Last fall, Hamline University, a fine liberal arts institution just down the road from where I live in Minnesota, hired Erika López Prater, an art history professor, on an adjunct basis to teach a global art history class.

As reported in The New York Times, she warned students both verbally and in the syllabus that they would be shown sensitive images of holy figures such as the Buddha and Prophet Mohammed. For the class in question, she offered students a chance to leave the room without penalty before displaying and discussing an important image of the prophet made for and by Muslims in the 14th century. In other words, she performed with integrity and care.

A student complained. López Prater shared the student’s complaint with her department head, and they co-wrote an apology to the student. Hamline’s administration informed López Prater that she would not be returning to campus to teach the following semester. The Times reported that David Everett, Hamline’s vice president for inclusive excellence, described what happened in a universitywide email as “undeniably inconsiderate, disrespectful and Islamophobic” and that the school’s president, Fayneese S. Miller, co-signed an email saying that respect for Muslim students “should have superseded academic freedom.”

How should we respond to incidents such as this one?

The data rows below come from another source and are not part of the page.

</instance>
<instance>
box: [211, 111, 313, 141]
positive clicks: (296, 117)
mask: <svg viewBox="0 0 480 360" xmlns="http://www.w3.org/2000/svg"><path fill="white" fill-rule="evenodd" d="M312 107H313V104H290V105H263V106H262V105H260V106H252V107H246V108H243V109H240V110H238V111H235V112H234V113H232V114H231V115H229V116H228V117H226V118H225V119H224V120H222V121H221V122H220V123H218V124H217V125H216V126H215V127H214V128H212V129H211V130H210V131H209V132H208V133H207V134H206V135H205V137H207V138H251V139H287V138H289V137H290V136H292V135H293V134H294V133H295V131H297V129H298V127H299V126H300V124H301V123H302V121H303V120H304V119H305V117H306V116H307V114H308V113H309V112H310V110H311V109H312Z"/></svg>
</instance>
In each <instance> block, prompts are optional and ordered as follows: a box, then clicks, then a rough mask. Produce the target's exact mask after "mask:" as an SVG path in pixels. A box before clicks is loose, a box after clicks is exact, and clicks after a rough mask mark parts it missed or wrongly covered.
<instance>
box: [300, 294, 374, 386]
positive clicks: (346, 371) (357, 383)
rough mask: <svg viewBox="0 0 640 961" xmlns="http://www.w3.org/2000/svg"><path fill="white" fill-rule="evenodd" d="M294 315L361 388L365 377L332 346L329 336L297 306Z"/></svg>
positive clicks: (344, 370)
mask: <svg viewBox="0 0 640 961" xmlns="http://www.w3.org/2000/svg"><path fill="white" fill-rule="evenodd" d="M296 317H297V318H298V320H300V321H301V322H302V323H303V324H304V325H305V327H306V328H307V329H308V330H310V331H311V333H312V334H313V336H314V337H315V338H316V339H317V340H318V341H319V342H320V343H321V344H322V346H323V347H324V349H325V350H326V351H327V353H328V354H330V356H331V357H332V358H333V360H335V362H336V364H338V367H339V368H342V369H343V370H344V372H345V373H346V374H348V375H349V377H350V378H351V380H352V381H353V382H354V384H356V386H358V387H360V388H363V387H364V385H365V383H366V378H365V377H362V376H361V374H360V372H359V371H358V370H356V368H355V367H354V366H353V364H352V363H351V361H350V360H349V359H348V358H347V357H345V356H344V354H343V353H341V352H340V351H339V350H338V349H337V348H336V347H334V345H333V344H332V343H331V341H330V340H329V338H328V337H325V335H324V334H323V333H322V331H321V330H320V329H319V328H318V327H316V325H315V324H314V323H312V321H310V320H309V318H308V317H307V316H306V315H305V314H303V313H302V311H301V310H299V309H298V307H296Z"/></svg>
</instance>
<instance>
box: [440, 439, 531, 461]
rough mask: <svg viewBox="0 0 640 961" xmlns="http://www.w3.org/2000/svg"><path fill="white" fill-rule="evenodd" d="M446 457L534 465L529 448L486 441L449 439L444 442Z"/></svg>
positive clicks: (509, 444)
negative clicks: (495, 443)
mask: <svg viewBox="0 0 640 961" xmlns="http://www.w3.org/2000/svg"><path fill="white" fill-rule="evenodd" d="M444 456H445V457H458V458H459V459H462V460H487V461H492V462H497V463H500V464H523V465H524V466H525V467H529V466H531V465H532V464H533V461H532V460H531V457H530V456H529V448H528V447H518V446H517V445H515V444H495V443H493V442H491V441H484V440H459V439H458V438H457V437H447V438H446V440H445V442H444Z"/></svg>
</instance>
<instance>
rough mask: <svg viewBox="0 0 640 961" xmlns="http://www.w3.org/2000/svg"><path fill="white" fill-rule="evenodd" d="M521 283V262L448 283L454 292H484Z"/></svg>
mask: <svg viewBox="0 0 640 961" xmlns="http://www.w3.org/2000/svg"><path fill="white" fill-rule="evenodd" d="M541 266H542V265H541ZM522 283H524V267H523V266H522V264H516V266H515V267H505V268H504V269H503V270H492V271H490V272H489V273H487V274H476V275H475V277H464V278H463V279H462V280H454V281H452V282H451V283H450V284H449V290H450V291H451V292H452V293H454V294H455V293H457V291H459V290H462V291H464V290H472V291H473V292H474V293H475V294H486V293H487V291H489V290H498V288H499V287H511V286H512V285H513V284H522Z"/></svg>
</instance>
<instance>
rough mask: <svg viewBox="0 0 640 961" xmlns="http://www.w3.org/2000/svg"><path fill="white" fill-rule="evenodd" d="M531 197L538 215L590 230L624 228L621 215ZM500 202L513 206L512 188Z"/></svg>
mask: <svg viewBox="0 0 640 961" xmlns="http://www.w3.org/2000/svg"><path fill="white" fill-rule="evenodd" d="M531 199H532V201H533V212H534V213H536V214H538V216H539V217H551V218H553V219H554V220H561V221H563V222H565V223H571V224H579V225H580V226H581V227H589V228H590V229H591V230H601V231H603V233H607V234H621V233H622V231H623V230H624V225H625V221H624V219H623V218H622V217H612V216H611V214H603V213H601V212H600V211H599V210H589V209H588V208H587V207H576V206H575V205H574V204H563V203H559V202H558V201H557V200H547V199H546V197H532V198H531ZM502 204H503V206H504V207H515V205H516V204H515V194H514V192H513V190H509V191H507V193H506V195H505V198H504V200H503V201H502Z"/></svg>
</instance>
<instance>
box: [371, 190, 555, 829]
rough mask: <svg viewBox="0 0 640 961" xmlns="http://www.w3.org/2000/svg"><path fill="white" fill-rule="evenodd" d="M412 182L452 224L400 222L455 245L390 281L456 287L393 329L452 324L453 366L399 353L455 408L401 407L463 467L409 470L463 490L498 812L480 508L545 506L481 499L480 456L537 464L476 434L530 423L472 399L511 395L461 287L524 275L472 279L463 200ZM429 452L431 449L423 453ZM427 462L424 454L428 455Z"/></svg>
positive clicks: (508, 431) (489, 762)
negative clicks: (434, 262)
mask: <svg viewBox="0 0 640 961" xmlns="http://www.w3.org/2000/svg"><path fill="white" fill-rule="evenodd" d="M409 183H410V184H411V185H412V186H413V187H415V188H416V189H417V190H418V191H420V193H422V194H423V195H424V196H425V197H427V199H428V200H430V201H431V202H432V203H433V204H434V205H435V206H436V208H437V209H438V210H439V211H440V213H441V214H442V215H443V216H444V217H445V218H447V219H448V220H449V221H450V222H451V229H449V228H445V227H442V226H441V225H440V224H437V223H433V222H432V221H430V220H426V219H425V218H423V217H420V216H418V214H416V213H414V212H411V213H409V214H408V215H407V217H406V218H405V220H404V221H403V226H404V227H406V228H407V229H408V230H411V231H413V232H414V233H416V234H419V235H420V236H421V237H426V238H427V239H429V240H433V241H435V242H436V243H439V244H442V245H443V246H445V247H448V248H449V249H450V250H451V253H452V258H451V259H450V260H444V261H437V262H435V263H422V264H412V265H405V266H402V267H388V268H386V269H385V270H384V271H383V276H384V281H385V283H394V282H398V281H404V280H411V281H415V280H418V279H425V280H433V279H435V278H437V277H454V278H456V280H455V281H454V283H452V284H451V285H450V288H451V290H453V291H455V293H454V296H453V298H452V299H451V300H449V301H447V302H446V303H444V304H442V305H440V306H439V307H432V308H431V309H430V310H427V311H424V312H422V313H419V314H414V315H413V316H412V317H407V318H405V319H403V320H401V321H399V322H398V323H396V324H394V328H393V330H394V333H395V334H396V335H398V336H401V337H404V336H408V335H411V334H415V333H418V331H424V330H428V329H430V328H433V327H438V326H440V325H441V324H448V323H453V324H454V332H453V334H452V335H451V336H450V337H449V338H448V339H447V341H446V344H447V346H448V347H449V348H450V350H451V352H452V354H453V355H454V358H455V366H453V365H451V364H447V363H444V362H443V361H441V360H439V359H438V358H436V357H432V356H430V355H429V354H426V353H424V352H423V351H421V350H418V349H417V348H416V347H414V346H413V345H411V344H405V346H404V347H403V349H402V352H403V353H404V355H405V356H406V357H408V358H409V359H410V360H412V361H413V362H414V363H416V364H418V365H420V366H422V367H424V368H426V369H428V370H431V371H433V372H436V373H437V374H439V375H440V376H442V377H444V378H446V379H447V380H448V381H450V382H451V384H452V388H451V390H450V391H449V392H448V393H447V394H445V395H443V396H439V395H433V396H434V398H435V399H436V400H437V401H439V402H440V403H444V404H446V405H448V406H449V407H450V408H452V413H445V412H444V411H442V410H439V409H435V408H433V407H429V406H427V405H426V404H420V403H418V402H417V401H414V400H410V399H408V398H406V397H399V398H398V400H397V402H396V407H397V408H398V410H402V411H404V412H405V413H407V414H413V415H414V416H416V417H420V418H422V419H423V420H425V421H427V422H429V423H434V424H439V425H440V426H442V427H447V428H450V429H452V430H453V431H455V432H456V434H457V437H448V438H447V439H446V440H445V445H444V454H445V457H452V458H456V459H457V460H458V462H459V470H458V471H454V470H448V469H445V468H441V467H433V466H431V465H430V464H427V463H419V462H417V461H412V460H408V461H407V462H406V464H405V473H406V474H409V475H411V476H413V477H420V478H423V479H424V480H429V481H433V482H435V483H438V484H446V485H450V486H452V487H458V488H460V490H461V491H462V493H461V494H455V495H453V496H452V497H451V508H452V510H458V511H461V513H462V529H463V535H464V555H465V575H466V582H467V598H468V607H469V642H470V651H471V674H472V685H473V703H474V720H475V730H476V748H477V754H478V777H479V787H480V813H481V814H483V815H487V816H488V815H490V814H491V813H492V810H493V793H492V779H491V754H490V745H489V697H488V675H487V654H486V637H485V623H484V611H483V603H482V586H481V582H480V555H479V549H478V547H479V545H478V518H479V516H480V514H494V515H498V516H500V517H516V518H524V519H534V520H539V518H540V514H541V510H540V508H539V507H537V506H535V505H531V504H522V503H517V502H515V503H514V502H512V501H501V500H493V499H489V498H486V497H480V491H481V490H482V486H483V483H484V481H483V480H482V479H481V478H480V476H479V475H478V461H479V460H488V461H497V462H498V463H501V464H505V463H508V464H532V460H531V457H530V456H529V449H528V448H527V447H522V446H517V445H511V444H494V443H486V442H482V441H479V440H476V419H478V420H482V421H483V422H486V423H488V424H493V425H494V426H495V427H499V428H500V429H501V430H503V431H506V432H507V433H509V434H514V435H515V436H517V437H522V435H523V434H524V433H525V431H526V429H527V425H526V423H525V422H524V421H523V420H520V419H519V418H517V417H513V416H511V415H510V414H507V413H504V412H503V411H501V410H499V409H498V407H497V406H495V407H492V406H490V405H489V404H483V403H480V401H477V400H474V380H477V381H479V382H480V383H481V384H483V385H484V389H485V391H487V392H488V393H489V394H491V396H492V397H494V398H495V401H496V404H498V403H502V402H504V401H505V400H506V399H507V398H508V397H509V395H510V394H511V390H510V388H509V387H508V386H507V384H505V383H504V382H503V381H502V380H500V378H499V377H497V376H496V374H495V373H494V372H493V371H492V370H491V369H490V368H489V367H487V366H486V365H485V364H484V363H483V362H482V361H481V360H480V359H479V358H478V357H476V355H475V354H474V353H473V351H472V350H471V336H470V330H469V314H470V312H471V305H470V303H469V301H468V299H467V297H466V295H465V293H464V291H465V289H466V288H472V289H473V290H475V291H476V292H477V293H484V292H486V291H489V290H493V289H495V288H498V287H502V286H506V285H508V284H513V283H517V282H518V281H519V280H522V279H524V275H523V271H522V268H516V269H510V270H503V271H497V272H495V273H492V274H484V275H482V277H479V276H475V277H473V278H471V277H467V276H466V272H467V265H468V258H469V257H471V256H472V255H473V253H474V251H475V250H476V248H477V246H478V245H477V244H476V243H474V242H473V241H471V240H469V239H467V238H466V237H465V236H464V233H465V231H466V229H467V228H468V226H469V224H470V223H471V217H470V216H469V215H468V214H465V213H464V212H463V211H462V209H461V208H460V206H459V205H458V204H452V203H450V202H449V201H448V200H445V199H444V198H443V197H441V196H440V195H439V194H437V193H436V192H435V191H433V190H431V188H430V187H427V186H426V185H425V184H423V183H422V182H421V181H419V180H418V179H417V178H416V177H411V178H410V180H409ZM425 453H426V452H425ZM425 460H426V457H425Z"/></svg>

There’s a temptation, seen widely throughout commentary on the event over the past few weeks, to graft it onto ongoing disputes about campus culture. I’d suggest that we try not to let those details govern our analysis but instead look at two issues: labor rights and the exercise of power.

It’s not that the details don’t matter. The story broke more widely after art historian Christiane Gruber, one of the foremost experts in pre-modern Islamic book arts, wrote for New Lines Magazine about the painting in question. She called it “an authentic and irreplaceable work of art,” a shining example of a centuries-long “corpus of depictions produced mostly in Persian, Turkish and Indian lands between the 14th and 20th centuries.”

Islam, like all world religions, is complicated and multifaceted, and these depictions are part of its history. It doesn’t mean that a student who finds it blasphemous should be forced to witness it or required to engage it for course credit. But no one has so far disputed the efforts López Prater says she took to allow students to make their own choice, following the best practices we have for teaching controversial material (as I argued for CNN back in 2014 during another campus culture moral panic).